Jarlaxle shook his head. "Everyone is their own person. There is no guarantee Do'Urden's children would have that temperament. They might turn out to be perfect angels – perfect angels with fighting ability." He spread his hands. "It's important. Traits need to carry down. Where would the world be without people who can fight? Longevity is important to elves. Not just the personal kind. The societal kind, also. I want society to live on after I am dead. Society needs warriors."

Artemis couldn't argue with that. At the same time, he was dubious that Do'Urden would ever have children. I don't think he should, at any rate. He'd make a terrible father. Of course, most people made terrible fathers. Do'Urden was not special in that respect. Artemis knew he himself would make a terrible father.

"This doesn't change the fact that a six hundred pound black panther broke your ankle and snapped your leg in half," Artemis said, deadpan. "What are we going to do about it?"

A smile spread across Jarlaxle's face. "We?" He closed his eyes for a moment, resting. "You are a good friend, Entreri."

Artemis didn't know how to reconcile Jarlaxle's obvious sincerity with his own complete lack of confidence and experience. "Well? You can't stay here. That is a foolish idea. You should be trying to return to Menzoberranzan more quickly, not waiting for your injuries to get worse. That is denial, pure and simple." He stood up.

Jarlaxle opened his visible eye and looked at the assassin. "Perhaps you're right." He thought for a moment. "However, I just don't have the energy. I'm going to have to recover on my own, or I am going to die. I don't relish the idea of dying, so I hope that by sleeping, I may regain a little –"

Artemis didn't wait for Jarlaxle to finish that ridiculous speech. He grasped Jarlaxle's thin, muscular arm and pulled. He draped Jarlaxle's arm over his shoulders, supporting the drow's weight. "I'm carrying you."

"Ah." A slight smile played about Jarlaxle's lips, a sad, contemplative echo of the smile a few moments ago.

"You're not staying here. You'll die." Artemis walked out of the cave. "Which way?"

Jarlaxle pointed him in the right direction.

Artemis started walking. He had no idea where they were going, what this city of Menzoberranzan was like, but he knew they couldn't stay in that cave forever. They couldn't afford to waste any time.

Jarlaxle's weight against him, the warmth and solidity of another being, was strange to Artemis Entreri. Strange, but not unpleasant. Jarlaxle didn't protest this treatment, so Artemis decided he wouldn't worry about it. Maybe this is what friends were for. He'd certainly fantasized about a friend who would care if he were injured or unwell, and care enough to make some proactive effort to heal him. Get him help.
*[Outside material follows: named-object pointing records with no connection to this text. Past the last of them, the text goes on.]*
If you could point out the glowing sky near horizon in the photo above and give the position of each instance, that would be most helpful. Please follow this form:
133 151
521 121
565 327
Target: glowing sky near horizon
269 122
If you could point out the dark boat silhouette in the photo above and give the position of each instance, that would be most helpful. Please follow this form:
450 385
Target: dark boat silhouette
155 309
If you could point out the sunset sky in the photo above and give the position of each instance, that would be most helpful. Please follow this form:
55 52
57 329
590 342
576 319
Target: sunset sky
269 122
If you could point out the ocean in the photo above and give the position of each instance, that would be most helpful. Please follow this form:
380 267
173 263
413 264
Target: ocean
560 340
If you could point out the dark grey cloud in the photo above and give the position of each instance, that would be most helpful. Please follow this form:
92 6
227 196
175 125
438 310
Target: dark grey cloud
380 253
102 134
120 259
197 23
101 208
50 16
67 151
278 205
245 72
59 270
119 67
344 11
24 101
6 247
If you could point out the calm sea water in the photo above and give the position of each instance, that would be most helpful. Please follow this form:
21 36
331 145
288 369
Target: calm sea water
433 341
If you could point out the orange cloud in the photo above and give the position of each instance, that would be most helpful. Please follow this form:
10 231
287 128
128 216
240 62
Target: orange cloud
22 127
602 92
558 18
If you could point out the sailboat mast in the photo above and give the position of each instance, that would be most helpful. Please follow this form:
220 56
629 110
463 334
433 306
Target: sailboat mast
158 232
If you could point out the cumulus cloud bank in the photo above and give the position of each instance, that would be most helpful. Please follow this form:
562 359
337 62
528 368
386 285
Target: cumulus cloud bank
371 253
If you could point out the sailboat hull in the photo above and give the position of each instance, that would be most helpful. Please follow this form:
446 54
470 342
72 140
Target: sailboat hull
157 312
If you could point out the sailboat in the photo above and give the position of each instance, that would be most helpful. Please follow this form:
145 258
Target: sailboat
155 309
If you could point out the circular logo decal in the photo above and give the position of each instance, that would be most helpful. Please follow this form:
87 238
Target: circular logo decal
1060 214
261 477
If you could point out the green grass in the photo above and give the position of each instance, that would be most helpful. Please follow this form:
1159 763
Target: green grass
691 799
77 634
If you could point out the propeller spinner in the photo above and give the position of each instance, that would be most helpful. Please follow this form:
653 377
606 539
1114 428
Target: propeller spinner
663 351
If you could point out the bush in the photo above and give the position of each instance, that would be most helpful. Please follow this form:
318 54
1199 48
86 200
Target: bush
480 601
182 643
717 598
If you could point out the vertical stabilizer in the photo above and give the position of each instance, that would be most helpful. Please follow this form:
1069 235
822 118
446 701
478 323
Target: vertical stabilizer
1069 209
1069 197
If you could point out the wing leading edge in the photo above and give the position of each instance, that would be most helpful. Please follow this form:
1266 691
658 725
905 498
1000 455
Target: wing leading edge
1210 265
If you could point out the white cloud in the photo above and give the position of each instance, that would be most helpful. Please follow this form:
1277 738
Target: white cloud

If he followed his instincts about what a friend should be, perhaps he wouldn't fail. For he realized that he could fail. Friendship was a two-way relationship. Jarlaxle could be his friend without his ever being Jarlaxle's – but that wasn't what he wanted. That wasn't a viable option for happiness, to him. And Artemis had decided he wanted to be happy. He woke up this morning strangely knowing that. He searched for happiness. Jarlaxle was his company on that journey. Perhaps his key. He didn't know why, but he felt that was true.

Sentimental bullshit.

"Thank you," Jarlaxle whispered.

Artemis reluctantly revised the severity of his opinion. Maybe. He pretended not to hear Jarlaxle's thanks.